I knew a few who knew and loved Olivier: my friend Louie Ramsay who was his protege at the National, Danny Kaye, but that was only gossip, and I, myself, with Wuthering Heights, and when I saw him do Shylock in the cancer-riddled flesh in London, where in spite of all his pain he got down on his haunches and danced his rage and hatred, pricked, did he not bleed?-- a shattering performance. But my God he was out of control as Othello, and I can only assume that the director, Stuart Burge, was so overcome at working with the great Sir Laurence (as he was only then, the Lord O came later) that he had not the nerve to tell him to take it down a notch, or 12.

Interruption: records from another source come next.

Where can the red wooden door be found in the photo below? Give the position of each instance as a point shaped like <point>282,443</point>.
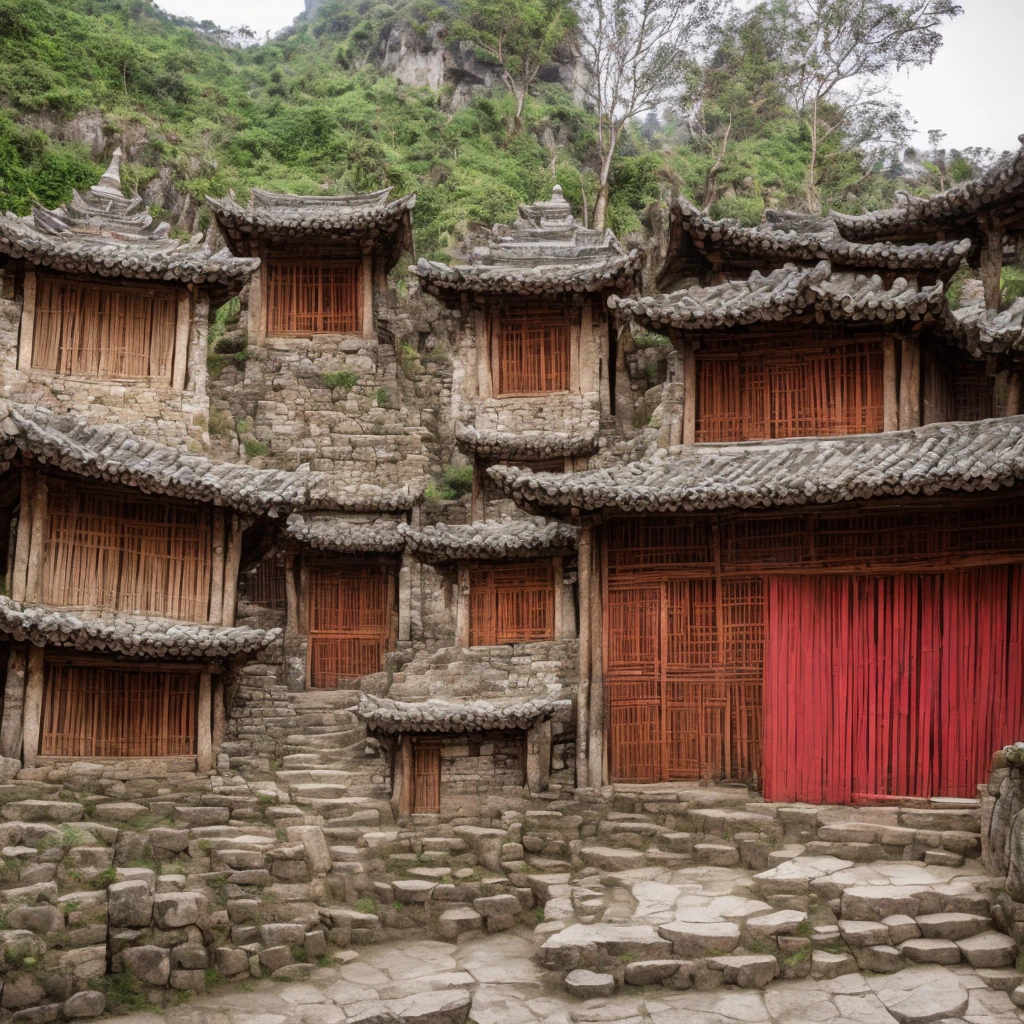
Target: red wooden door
<point>884,686</point>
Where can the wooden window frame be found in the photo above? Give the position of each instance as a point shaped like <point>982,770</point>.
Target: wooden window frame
<point>557,328</point>
<point>760,385</point>
<point>115,537</point>
<point>368,641</point>
<point>501,593</point>
<point>58,343</point>
<point>339,274</point>
<point>426,776</point>
<point>140,717</point>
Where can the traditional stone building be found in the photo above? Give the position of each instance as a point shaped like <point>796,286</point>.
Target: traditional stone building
<point>818,537</point>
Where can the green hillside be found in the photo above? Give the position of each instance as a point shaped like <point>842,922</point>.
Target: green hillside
<point>311,111</point>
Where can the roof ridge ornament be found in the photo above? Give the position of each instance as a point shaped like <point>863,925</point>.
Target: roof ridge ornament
<point>110,183</point>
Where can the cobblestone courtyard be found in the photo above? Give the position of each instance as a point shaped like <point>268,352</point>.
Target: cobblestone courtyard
<point>497,980</point>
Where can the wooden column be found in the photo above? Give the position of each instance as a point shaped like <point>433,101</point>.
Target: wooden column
<point>890,395</point>
<point>1014,393</point>
<point>182,329</point>
<point>583,691</point>
<point>219,719</point>
<point>367,283</point>
<point>33,707</point>
<point>37,546</point>
<point>595,739</point>
<point>232,560</point>
<point>462,605</point>
<point>291,596</point>
<point>990,266</point>
<point>24,542</point>
<point>479,324</point>
<point>28,330</point>
<point>217,567</point>
<point>909,382</point>
<point>204,731</point>
<point>688,373</point>
<point>13,706</point>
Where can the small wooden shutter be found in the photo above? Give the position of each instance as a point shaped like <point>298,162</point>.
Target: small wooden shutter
<point>350,611</point>
<point>511,603</point>
<point>312,292</point>
<point>109,331</point>
<point>534,352</point>
<point>97,711</point>
<point>426,776</point>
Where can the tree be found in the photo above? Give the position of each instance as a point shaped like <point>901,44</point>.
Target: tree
<point>635,54</point>
<point>841,56</point>
<point>519,36</point>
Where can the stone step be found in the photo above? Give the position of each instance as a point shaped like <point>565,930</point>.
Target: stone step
<point>296,776</point>
<point>304,792</point>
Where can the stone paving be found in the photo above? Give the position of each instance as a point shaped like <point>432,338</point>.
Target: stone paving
<point>433,983</point>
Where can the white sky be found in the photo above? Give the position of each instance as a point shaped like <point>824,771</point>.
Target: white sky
<point>974,91</point>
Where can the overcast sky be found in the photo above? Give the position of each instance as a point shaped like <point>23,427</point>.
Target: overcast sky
<point>974,91</point>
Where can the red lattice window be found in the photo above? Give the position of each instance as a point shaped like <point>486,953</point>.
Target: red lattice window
<point>426,776</point>
<point>511,603</point>
<point>111,551</point>
<point>532,352</point>
<point>110,331</point>
<point>118,712</point>
<point>350,612</point>
<point>764,387</point>
<point>312,292</point>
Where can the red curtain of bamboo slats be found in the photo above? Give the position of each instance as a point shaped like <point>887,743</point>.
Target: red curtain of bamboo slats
<point>118,712</point>
<point>511,603</point>
<point>312,293</point>
<point>534,352</point>
<point>769,388</point>
<point>898,685</point>
<point>109,551</point>
<point>350,609</point>
<point>110,331</point>
<point>426,776</point>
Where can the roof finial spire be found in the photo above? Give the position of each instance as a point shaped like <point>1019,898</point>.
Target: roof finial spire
<point>111,181</point>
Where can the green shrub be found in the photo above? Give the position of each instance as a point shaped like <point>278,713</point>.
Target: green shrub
<point>344,379</point>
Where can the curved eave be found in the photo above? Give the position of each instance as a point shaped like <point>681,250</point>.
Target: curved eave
<point>621,275</point>
<point>984,455</point>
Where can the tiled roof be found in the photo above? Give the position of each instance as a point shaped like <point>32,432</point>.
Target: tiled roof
<point>131,635</point>
<point>339,534</point>
<point>546,252</point>
<point>498,444</point>
<point>1001,185</point>
<point>384,715</point>
<point>787,292</point>
<point>493,540</point>
<point>983,332</point>
<point>977,456</point>
<point>282,217</point>
<point>694,239</point>
<point>101,232</point>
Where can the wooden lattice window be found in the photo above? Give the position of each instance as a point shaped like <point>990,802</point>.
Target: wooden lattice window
<point>111,551</point>
<point>426,776</point>
<point>762,387</point>
<point>511,603</point>
<point>263,584</point>
<point>532,351</point>
<point>99,711</point>
<point>123,331</point>
<point>350,616</point>
<point>312,291</point>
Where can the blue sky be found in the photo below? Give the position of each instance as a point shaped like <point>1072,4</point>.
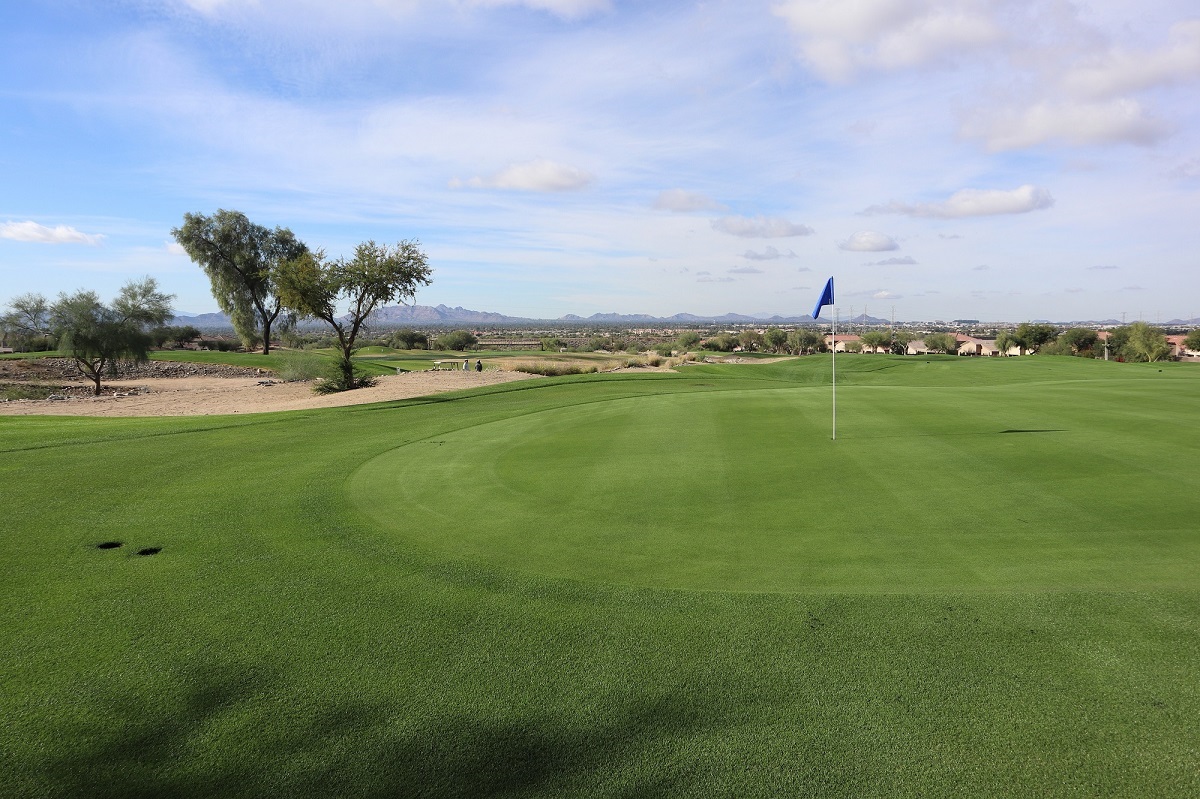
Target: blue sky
<point>951,158</point>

Bu tonight I go to the theater for real, the Angela Lansbury Blithe Spirit, so will make my first Report as a Broadway blogger, about live theater. Everything I have seen thus far has been a great disappointment, from West Side Story, where crucial songs are sung in Spanish, a clever arrogance on the part of Arthur Laurents, but not fair to an audience that doesn't understand as the lyrics are plot advancers, but I can't tell that to my darling friend Tyne Daly as she loves him, to a few failed productions by the best friend I have made since I came to New York so I can't mention them as she is a wonderful woman and I long to be able to root for her, to the American Plan, predictable and overacted enough by Mercedes Ruehl that she could stand toe to toe even with Olivier's Othello. Exceptions to the disappointment were Forbidden Broadway which I loved, making fun as it did of all that is exaggerated affected and execrable about the last few seasons, a reasonably interesting 'Reasons to be Pretty,'something forgettably dreary at 59 E. 59th STreet theater, convenient to me but not so much so that I can endure boredom, 'Next to Normal' which hasn't opened yet but I found brilliant, and a downtown small-theater performance of a new translation of Antigone, 'Fire Throws' because it re-awakened my brain. For the rest, it's all Greek to me.